4-2. アイドルが可能にする<理想のアイデンティティ形成>


3章で説明した〈アイドルの物語〉は、女性が安心してまなざすことのできる場を提供するという役割だけでなく、アイデンティティを形成する場を提供するという役割も持つ。これは、望まない役割期待と、義務化した自己呈示の苦しみ、「何者かでいなければならない」苦しみを解消する役割を担っているといえる。

先ほどアイドルの応援を辞める2つの傾向があると述べたが、1つ目の傾向とは、<自分の望む応援をできなくなったから、応援を辞める>というものである。

アイドルを応援している人々の中には「担降りブログ」というものを書く文化がある。

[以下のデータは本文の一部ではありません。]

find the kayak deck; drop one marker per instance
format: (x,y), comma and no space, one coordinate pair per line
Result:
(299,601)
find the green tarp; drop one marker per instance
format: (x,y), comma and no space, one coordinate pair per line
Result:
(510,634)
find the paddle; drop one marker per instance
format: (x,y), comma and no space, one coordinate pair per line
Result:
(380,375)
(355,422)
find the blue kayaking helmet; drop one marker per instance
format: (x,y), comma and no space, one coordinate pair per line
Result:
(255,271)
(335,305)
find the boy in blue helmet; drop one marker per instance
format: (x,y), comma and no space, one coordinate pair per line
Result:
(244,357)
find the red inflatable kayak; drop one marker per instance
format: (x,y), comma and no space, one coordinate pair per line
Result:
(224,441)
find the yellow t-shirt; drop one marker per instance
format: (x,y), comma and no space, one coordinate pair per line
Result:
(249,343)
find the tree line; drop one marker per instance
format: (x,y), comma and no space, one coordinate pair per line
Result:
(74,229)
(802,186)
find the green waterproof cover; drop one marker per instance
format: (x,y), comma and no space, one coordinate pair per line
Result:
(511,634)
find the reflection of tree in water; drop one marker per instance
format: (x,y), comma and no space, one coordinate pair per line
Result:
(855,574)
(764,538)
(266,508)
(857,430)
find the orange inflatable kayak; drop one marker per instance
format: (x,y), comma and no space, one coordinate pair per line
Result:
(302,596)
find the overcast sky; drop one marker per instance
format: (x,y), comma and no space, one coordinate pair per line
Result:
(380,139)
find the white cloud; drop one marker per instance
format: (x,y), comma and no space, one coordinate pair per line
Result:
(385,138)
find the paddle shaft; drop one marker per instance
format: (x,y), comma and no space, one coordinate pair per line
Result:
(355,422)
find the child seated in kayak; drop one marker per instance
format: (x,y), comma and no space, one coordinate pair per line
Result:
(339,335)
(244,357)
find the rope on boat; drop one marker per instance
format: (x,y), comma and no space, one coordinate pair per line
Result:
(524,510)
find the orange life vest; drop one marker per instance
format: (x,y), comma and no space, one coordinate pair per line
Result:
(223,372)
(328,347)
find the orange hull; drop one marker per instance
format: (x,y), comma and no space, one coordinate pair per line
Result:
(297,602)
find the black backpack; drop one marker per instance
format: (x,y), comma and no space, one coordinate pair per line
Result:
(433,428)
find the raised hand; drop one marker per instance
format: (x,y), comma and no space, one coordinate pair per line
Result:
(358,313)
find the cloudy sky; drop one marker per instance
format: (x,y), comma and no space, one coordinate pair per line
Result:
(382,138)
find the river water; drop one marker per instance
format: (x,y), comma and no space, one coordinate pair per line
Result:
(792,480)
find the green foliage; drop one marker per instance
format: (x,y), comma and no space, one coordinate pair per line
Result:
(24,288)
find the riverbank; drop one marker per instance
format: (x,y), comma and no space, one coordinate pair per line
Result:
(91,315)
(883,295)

「担降りブログ」とは、担当(特に力を入れて応援している)アイドルの応援を辞める際に、自分がどのように応援してきたか、なぜ辞めることを決意したのかなどを綴った文章である。筆者がこのような「担降りブログ」をいくつか観察する中で、この傾向を認めることができた。

つまり、アイドルを応援している人々には、それぞれ自分の理想の応援スタンスというものがある。そしてその応援を通し、理想のアイデンティティを獲得しているのではないか。

まずはホストクラブに通う女性についての社会学者の志田雅美の分析を参照する。『1 億 5 千万の恋 ホストに恋した 4 年の日々』を分析した結果、ホストに「ハマッた」なおの独白には「①現状への不満・既存の価値観への反抗という要素②アイデンティティへの不安という要素③理想の女性性の追求という要素がある」(志田 2017: 257)とした。③の観点では、現代女性は「男性中心主義社会における女である自分の性的価値はどれくらいあるのか」(志田 2017: 261)ということが問われていると述べ、「性規範からの『逸脱』と男性中心主義社会からの『逸脱』を犯している場」(志田 2017: 259)であるホストクラブでは、女性が「性的主体」であるために、「自らが求める『女』を追及できる」(志田 2017: 262)としている。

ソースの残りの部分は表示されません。